Question

The thermite reaction was once used to weld rails: 2Al (s) + Fe2O3 (s)  Al2O3 (s) + 2Fe (s) a) Using heat of formation data (see your textbook), calculate ΔH for this reaction b) Take the specific heats of Al2O3 and Fe to be 0.77 and 0.45 J/g∙°C, respectively. Calculate the temperature to which the products of this reaction will be raised, starting at room temperature, by the heat given off in the reaction. c) What assumption(s) do you have to make in answering part b)? d) Will the reaction produce molten iron (melting point Fe = 1535°C, ΔHfus = 270 J/g) ?

Answer 1

a) ∆H(reaction) = -849.7 kJ/mol

b) T2 = 6623.6 °C

c) The products will be change from phase, and will be present as gas

d) Since this final temperature >>> melting point iron, we can say that the reaction will melt iron

Step-by-step explanation:

Step 1: Data given

ΔHf Al2O3 = −1675.7 kJ/mol

ΔHf Fe2O3 = −826 kJ/mol

the specific heats of Al2O3 and Fe to be 0.77 and 0.45 J/g∙°C

melting point Fe = 1535°C

ΔHfus = 270 J/g

Step 2: The balanced equation

2Al (s) + Fe2O3 (s) → Al2O3 (s) + 2Fe (s)
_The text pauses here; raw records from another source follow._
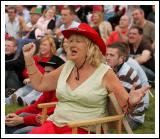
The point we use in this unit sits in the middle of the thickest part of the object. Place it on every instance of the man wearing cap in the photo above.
(23, 120)
(82, 83)
(35, 15)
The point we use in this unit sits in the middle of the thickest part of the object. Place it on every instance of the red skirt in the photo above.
(49, 127)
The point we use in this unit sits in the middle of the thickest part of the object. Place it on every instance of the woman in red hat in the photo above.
(82, 83)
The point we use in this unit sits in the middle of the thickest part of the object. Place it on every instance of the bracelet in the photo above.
(130, 108)
(31, 70)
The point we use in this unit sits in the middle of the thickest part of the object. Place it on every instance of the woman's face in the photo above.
(45, 49)
(49, 14)
(77, 48)
(95, 18)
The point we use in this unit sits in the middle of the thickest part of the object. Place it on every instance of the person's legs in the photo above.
(19, 129)
(46, 128)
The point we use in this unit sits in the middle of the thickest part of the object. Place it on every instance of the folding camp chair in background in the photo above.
(115, 119)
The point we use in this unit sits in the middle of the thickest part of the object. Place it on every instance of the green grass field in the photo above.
(147, 128)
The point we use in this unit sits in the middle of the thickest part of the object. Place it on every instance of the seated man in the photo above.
(14, 62)
(141, 51)
(116, 56)
(23, 120)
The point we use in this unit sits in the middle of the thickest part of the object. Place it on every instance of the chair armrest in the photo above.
(44, 107)
(47, 105)
(95, 121)
(98, 123)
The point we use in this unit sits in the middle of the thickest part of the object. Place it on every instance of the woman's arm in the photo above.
(112, 83)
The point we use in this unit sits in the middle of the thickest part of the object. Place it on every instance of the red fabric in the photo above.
(89, 32)
(36, 59)
(49, 128)
(31, 120)
(114, 37)
(33, 109)
(97, 8)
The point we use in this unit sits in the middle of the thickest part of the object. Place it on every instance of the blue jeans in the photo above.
(19, 129)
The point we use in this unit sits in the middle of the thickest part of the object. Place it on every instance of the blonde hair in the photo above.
(52, 44)
(94, 55)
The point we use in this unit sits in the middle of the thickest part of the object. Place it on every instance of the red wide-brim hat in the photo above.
(87, 31)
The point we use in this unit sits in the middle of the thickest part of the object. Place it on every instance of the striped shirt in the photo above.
(128, 76)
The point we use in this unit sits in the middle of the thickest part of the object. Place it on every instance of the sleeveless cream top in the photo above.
(87, 101)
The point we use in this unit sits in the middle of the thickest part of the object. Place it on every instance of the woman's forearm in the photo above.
(34, 74)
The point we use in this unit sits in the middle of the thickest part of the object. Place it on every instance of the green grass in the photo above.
(147, 128)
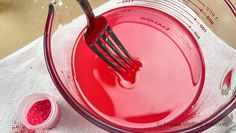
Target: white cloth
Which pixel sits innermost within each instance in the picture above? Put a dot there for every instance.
(24, 72)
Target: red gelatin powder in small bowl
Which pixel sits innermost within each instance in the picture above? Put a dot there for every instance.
(39, 111)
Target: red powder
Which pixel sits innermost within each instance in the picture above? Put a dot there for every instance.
(39, 112)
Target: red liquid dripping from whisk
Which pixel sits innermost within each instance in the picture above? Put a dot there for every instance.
(39, 112)
(163, 89)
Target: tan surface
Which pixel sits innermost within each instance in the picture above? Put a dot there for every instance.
(22, 21)
(217, 15)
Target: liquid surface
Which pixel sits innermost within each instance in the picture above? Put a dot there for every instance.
(166, 85)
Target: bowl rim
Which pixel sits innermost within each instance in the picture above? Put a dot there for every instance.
(202, 126)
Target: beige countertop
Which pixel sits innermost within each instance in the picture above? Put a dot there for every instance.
(22, 21)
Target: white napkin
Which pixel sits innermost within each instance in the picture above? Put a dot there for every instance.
(24, 72)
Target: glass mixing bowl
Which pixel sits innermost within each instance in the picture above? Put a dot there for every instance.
(206, 111)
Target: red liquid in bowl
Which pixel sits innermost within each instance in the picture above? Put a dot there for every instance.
(170, 79)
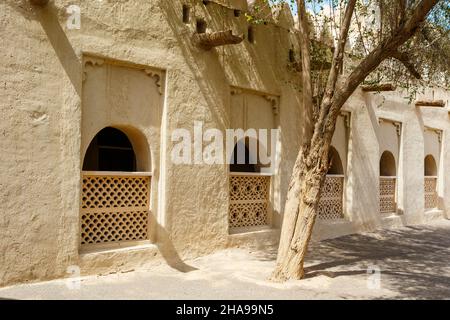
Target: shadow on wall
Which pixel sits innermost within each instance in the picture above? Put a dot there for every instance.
(167, 249)
(48, 18)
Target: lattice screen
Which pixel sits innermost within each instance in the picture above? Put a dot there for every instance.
(387, 195)
(431, 196)
(114, 208)
(249, 199)
(330, 205)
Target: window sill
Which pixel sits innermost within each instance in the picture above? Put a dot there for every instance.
(116, 247)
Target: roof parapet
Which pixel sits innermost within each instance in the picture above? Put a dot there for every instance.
(233, 4)
(39, 2)
(282, 16)
(260, 8)
(430, 103)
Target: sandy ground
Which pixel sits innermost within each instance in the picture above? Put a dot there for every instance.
(414, 263)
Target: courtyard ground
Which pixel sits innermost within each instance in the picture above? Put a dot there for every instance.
(414, 263)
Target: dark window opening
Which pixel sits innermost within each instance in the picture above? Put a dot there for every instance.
(335, 162)
(110, 150)
(250, 35)
(251, 162)
(388, 166)
(430, 166)
(186, 13)
(201, 26)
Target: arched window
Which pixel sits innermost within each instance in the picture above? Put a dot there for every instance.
(335, 161)
(388, 183)
(248, 161)
(388, 167)
(110, 150)
(430, 166)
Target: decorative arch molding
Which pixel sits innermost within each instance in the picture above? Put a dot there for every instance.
(430, 166)
(397, 124)
(138, 141)
(92, 61)
(438, 132)
(388, 164)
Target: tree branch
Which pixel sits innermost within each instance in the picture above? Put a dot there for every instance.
(307, 93)
(384, 50)
(404, 58)
(339, 51)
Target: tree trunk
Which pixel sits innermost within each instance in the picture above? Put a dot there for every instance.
(301, 211)
(312, 161)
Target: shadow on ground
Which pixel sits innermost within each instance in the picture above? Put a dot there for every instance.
(415, 261)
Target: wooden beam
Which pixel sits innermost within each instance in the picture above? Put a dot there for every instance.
(430, 103)
(379, 87)
(207, 41)
(39, 2)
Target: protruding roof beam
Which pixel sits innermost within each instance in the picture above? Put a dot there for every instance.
(430, 103)
(39, 2)
(379, 87)
(207, 41)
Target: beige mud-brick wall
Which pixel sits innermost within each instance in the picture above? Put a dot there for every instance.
(42, 126)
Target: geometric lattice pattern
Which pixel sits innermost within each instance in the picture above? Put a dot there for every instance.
(249, 200)
(114, 208)
(387, 194)
(431, 196)
(330, 204)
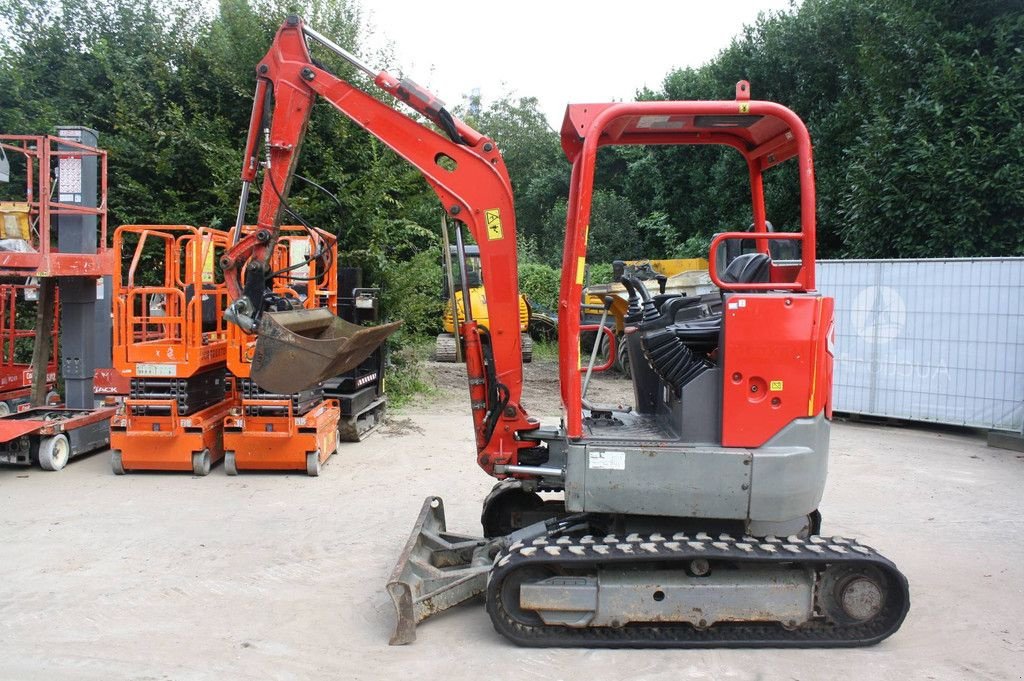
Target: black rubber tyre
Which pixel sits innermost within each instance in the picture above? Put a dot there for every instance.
(527, 349)
(201, 463)
(229, 466)
(54, 452)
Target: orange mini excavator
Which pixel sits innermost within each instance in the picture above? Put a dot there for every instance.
(689, 519)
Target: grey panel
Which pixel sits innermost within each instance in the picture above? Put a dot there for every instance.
(930, 340)
(660, 480)
(790, 471)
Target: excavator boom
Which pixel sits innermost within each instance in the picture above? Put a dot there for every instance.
(298, 348)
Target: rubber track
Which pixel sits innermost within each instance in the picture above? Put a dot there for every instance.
(589, 553)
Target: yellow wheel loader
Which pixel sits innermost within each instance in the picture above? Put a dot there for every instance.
(449, 346)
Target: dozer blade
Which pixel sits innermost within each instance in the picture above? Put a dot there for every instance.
(436, 570)
(297, 349)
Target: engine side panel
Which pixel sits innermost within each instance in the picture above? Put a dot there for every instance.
(775, 367)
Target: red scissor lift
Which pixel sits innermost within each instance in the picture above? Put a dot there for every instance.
(266, 431)
(55, 199)
(16, 338)
(170, 340)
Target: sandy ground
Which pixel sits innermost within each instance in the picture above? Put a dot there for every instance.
(282, 577)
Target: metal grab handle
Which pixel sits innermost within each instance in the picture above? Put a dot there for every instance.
(593, 353)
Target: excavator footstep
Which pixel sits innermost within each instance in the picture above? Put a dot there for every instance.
(297, 349)
(436, 570)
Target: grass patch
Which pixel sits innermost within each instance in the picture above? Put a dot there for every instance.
(406, 377)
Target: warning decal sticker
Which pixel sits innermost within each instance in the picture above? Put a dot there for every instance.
(494, 219)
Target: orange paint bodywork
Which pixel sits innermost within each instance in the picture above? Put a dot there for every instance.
(281, 442)
(167, 442)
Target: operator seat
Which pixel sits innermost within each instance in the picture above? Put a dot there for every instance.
(677, 348)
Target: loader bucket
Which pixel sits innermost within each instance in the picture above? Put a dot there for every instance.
(297, 349)
(436, 570)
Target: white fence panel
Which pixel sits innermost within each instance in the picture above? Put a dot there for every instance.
(930, 340)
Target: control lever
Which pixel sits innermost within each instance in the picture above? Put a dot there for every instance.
(608, 300)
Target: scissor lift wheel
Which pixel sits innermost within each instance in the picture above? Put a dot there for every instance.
(229, 466)
(201, 463)
(54, 452)
(312, 463)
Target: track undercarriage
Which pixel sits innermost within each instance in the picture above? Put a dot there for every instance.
(565, 582)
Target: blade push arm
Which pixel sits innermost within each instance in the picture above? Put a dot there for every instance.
(466, 172)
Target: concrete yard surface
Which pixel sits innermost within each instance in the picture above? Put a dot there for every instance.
(282, 577)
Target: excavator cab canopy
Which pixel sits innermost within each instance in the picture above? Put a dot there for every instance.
(763, 132)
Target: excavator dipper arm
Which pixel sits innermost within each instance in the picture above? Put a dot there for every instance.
(465, 170)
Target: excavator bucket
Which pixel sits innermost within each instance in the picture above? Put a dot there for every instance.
(436, 570)
(297, 349)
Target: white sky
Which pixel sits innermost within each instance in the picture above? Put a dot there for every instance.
(555, 50)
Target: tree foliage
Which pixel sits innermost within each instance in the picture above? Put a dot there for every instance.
(914, 108)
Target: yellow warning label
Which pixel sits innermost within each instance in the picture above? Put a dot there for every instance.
(494, 219)
(208, 271)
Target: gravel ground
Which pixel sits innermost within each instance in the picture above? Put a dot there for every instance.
(282, 577)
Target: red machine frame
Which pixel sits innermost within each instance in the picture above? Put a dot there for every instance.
(15, 377)
(241, 343)
(172, 345)
(469, 176)
(40, 152)
(284, 440)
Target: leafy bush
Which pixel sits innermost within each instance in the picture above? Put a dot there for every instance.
(540, 283)
(413, 294)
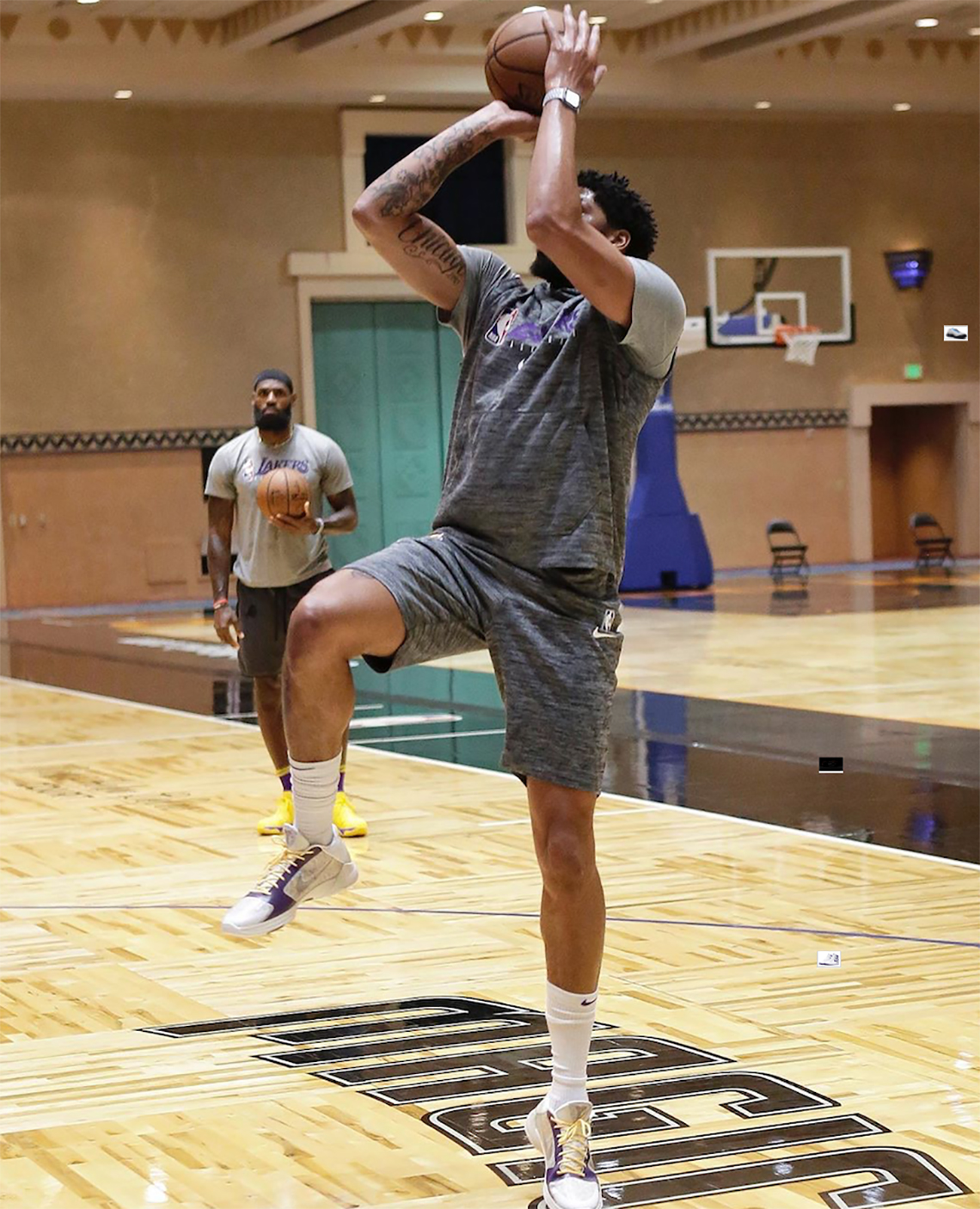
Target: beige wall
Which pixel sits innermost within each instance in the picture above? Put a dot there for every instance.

Step 3: Calculate ΔH for this reaction

(ΔHf of elements = 0)

∆H(reaction) = ∆Hf(products) - ∆Hf(reactants)

∆H(reaction) = −1675.7 kJ/mol) - (−826 kJ/mol) = -849.7 kJ/mol

Step 4: Calculate the temperature to which the products of this reaction will be raised, starting at room temperature, by the heat given off in the reaction.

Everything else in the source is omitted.